A minha reflexão não é a respeito dos
rituais – alias, adoro rituais - mas sim
a efemeridade da união do grupo. Por que tenho que ser presenteada nessa data? Por
que tenho que amar o próximo só nesse clima? Por que tenho que unir a família
apenas uma vez por ano? No resto do ano as pessoas não têm seu próprio bando,
se iludem acreditando que fazem parte do bando mundial, vivem sozinhas
exercendo a autonomia, independência e imediatismo que tanto desejam, não sabem
lidar com frustações e nem respeitar as hierarquias; não se esforçam pelo outro
a fim de manter o bando coeso e forte, pronto para derrotar qualquer inimigo.
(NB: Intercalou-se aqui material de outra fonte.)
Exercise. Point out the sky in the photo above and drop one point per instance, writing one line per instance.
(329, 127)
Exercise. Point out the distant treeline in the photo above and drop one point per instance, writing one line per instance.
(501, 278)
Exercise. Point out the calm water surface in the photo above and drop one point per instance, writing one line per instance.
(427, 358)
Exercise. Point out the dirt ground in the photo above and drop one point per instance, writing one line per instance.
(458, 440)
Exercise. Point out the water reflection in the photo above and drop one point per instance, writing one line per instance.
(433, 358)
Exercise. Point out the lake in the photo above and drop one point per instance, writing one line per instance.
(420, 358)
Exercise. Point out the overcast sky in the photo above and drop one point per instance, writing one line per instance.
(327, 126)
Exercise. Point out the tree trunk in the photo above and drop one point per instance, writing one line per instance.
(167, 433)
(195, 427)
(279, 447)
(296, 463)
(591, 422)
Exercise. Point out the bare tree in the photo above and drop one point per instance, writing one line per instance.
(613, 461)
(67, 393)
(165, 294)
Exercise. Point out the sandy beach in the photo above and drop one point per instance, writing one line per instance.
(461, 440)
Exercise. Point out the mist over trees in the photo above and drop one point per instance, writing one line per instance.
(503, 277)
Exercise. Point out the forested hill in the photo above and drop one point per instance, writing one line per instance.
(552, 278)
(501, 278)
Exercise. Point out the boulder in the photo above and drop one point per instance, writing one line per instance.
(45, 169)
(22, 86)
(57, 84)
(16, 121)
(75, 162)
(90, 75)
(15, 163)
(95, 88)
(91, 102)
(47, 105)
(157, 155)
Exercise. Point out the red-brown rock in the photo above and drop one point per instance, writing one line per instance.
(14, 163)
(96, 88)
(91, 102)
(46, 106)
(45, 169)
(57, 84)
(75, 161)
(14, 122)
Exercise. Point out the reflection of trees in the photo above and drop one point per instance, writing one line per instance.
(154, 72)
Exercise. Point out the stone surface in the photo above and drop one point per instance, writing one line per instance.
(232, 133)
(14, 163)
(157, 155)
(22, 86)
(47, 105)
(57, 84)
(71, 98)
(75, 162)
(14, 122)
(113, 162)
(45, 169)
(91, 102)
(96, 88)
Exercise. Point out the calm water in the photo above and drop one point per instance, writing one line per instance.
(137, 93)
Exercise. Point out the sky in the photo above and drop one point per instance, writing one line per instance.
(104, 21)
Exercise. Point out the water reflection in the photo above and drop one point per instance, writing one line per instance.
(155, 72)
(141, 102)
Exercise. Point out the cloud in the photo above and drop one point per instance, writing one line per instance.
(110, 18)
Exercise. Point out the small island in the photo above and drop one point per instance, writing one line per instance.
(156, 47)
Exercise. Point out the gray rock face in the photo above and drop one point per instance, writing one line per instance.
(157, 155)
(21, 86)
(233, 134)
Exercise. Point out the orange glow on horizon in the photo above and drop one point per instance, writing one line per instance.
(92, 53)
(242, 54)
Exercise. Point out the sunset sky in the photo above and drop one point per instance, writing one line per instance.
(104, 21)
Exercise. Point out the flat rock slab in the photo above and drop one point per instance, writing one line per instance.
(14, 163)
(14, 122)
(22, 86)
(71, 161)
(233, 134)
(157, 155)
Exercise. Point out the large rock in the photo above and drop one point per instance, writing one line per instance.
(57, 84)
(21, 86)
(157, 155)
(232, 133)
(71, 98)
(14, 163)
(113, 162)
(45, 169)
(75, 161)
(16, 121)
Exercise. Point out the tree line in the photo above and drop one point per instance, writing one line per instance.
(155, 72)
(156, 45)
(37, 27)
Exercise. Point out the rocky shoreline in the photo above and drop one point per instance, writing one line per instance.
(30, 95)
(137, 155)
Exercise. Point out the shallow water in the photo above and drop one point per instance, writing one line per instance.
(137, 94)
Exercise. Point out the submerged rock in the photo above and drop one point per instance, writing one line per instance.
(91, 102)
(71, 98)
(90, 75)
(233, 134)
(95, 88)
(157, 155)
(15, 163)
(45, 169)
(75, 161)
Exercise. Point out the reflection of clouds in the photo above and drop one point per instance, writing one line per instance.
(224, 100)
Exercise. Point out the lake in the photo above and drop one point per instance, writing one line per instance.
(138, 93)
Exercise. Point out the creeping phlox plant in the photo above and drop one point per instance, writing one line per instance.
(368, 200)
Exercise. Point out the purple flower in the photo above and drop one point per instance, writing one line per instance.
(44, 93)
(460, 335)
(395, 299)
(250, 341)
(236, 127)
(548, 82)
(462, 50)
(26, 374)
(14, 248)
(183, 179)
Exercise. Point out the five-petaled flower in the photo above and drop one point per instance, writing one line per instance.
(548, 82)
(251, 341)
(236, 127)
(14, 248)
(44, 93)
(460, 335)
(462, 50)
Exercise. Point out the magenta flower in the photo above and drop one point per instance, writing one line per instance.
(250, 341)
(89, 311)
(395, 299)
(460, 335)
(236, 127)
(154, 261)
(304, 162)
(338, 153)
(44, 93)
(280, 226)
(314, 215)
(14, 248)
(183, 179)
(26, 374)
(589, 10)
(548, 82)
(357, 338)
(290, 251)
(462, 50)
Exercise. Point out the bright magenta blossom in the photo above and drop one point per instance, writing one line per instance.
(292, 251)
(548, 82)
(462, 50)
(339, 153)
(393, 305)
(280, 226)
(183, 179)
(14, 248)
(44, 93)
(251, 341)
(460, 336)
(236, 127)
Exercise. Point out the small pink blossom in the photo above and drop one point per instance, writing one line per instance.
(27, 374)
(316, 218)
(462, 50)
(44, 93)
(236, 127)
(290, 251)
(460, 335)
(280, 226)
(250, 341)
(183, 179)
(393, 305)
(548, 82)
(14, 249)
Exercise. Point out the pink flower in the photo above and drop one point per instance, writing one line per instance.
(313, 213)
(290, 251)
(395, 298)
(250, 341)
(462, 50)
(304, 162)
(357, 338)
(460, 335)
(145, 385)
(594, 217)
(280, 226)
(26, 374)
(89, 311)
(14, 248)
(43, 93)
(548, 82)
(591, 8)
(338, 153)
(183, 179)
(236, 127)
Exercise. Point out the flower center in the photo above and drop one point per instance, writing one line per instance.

Como etóloga me parece estranho os arranjos sociais que têm se formado, nosso
corpo clamando por acolhimento, nossa mente nos dizendo que o mais importante
nessa vida é ser feliz e cumprir nossos sonhos descartáveis, seja qual for o
preço desse sonho, e se puder pagar, melhor! É mais fácil.
Acredito que cheguei a um estágio da
minha existência que de fato esses conflitos ficam mais intensos e infelizmente
não consigo mais acreditar no papai Noel. O bacana é estar vivenciando essas
coisas e ter alcançado uma capacidade de reflexão que me permite ser expectador
e ator dessa fascinante magia do viver. Não vou desejar um feliz Natal, mas sim
que esse dia não traga só presentes – muitas vezes extremamente inúteis – mas também
traga reflexões que permita você a se encontrar com ser humano em todas as suas
nuances e que sua existência seja o presente mais valioso de você para você!